It’s actually a six-card game, since two cards are player aids and one card is instructions. The six ingredient cards do extra duty since they are also role cards.
Okay, the idea of the game Is half of you are bad chefs who want to spoil the meal and the other half are good chefs who want to save it. Deal out role cards, remember what your role is, then redeal the cards as ingredients. You can either add your card to the pot or throw it away. Table talk is encouraged. If the resulting meal is positive, good cooks win. Negative, bad cooks take the day.
There’s also a fifth player option where the fifth player plays the health inspector and wins if they out what cards are in the meal. Frankly, that might be the most interesting role in the game.
The odd thing about the game for me is that there is no accusation mechanic.
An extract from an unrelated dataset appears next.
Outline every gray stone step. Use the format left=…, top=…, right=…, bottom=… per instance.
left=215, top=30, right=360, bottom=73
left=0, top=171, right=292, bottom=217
Really, there can’t be since the cards, after they assign their roles, get redealt. And I do wonder if that is a crucial loss of control in a social deduction game.
On the other hand, I have to admire the minimalism of the game. Even a game of Werewolf using regular playing cards uses more components by having more players. And the ingredient cards have some interesting interactions. For instance, spices knock out the most expensive ingredient. Which could be sauce or it could be worms. So the game has more considerations than just negative and positive cards.
All that said, I’d be hard pressed to imagine ever playing the game. For one thing, I’m not much of a social deduction player (although the right game and the right group could change that) The card interactions are interesting but I don’t know if they actually ‘work’. More than that, needing exactly four or five players definitely limits it. And while I don’t have a problem with short games, Too Many Chefs clearly is very short. If you have the time, The Resistance or something like that seems like a better choice.
All right, here’s where I can see Too Many Chefs working. When you are waiting and you don’t have any table space. Like waiting line or sitting in the hallway at a convention. Having access to even an airplane tray and the time a flight takes opens up the options well beyond Too Many Chefs.
Nine card games, by their very nature, have a novelty factor. Sometimes we are just amazed that the bear dances at all but sometimes the bear dances well (Cunning Folk, Bomb Squad #9, Farmers Finances, among others) Too Many Chefs feels like a bear that is just amazing because it dances but it is fascinating.